December 29, 2007
I made my first real trip into the Green Zone today. They don’t call it “The Green Zone” anymore. It’s actually the “International Zone”, or just “IZ” now. A few people from the crew run over every Saturday to do a mail run and then to go shopping at the big PX and Haji-Mart’s. Or they just like to go and have a nice cappuccino at the Green Bean Coffee, or a Whopper from the Burger King they have at one of the big FOBs. (And they always make a stop at the Pharmacy.) It’s a voluntary run since technically it’s outside the wire and we have to go with a PSD. But there is never a shortage of people willing to go. So the PSD ride over was uneventful. We did, however, roll right by the spot that got hit with a car bomb yesterday. It was a sectarian attack aimed at each other, not the US. They blew it up in the middle of this run down little shopping area and killed 30 people. It was on the news. There was a big hole blown out of the side of this now scorched little building. Because of the blast there was a big Iraqi military presence on the streets which made things safer for those of us traveling through them.
So once we got to the IZ our PSD escort peeled off and we were on our own to drive ourselves around. I have to say it was pretty awesome seeing this part of Baghdad since it’s so publicized in the States. This is an area that Saddam really built up since his palace is in the middle of it, (now the US Embassy.) It was weird seeing a giant palace, (many of them actually), in the middle of this place where I’d only so far seen strife and poverty. And even stranger was seeing all the bomb damage that hasn’t been repaired yet but the places are being occupied by the coalition forces.
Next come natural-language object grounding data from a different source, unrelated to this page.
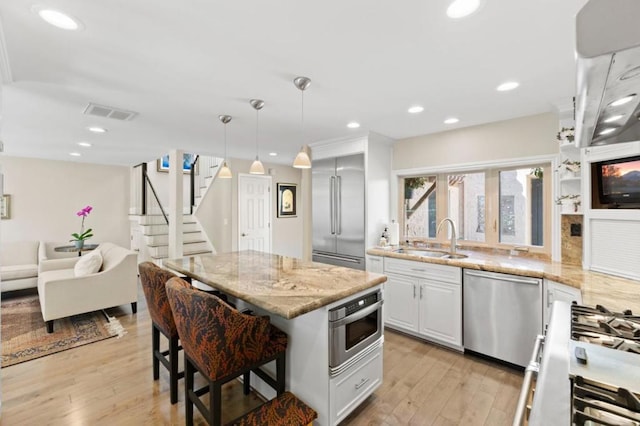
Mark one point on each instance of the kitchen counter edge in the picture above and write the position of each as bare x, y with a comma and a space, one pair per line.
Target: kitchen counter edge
613, 292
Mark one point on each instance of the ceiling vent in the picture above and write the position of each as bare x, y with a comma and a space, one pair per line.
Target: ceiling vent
109, 112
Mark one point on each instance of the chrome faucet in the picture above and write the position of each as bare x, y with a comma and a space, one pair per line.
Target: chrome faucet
453, 233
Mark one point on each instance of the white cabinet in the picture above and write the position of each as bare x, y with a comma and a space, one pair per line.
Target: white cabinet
375, 264
425, 300
400, 302
441, 311
555, 291
355, 384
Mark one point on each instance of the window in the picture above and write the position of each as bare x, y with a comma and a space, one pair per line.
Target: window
490, 207
466, 207
521, 207
420, 206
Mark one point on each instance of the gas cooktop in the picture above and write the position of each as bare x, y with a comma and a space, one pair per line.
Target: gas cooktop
604, 366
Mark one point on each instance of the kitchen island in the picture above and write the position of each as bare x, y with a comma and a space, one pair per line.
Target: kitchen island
298, 295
The pictures I took are from the palace the Marines first took when they stormed Baghdad, (I forgot its name.) The US 2nd Cavalry, or the “Black Jack Brigade”, now calls it their HQ. The building with gaping holes in it is actually occupied by us and open for business. It’s a big FOB with a giant PX, a Green Bean Coffee, and tons of Haji-shops. The Iraq’s are certainly taking advantage of their new found capitalist ways. I especially like the FOB barber and where he decided to hang his shingle. Like any other businessman dreaming of making a buck he must have been thinking, “Location, location, location.”
We made a stop at the Pharmacy too. It’s down a dirt road in a building that’s among a bunch of run down apartments. It is a popular stop because the doctors there are so good. We waited in a line to get prescriptions filled by Dr. J. Daniels, Dr. W. Turkey, and Dr. P. Smirnov, to name just a few. I can tell it’s a really good pharmacy because of all the satisfied “cases” that go out the door. And oddly, there happens to be a little smoke shop next door. I can’t figure out why they would put a tobacco dispensary right next to a place of healing like that. Oh well, I’ll just have to chalk it up to those crazy Iraqis I guess.
The last stop we made today was at the parade grounds where Saddam used to sit in his luxury box and watch the tanks and missiles roll by on parade. As they rumbled by they went under the huge crossed swords and rolled over Iranian army helmets built into the pavement. There are lots of reminders of the Iran/Iraq war like this all over the IZ. Remember the video of Saddam at the podium holding the shotgun up in the air and firing it? Well, that was at this place and I stood on that very spot! It was eerie, to say the least. I wondered if the Allied soldiers who took Berlin in WWII felt the same way as they stood in the places that Hitler had held his rallies. The whole place is in shambles now though. Every window is broken out, every room in the place gutted, and the weeds grow everywhere out of control. And right under the swords there are 2 Haji-shops peddling Iraqi military mementos to the hordes of Americans who flock there for photo opportunities. I wonder if Saddam would raise his shotgun today, (if he were alive of course), in honor of this shameless ode to the ever growing plague of capitalism?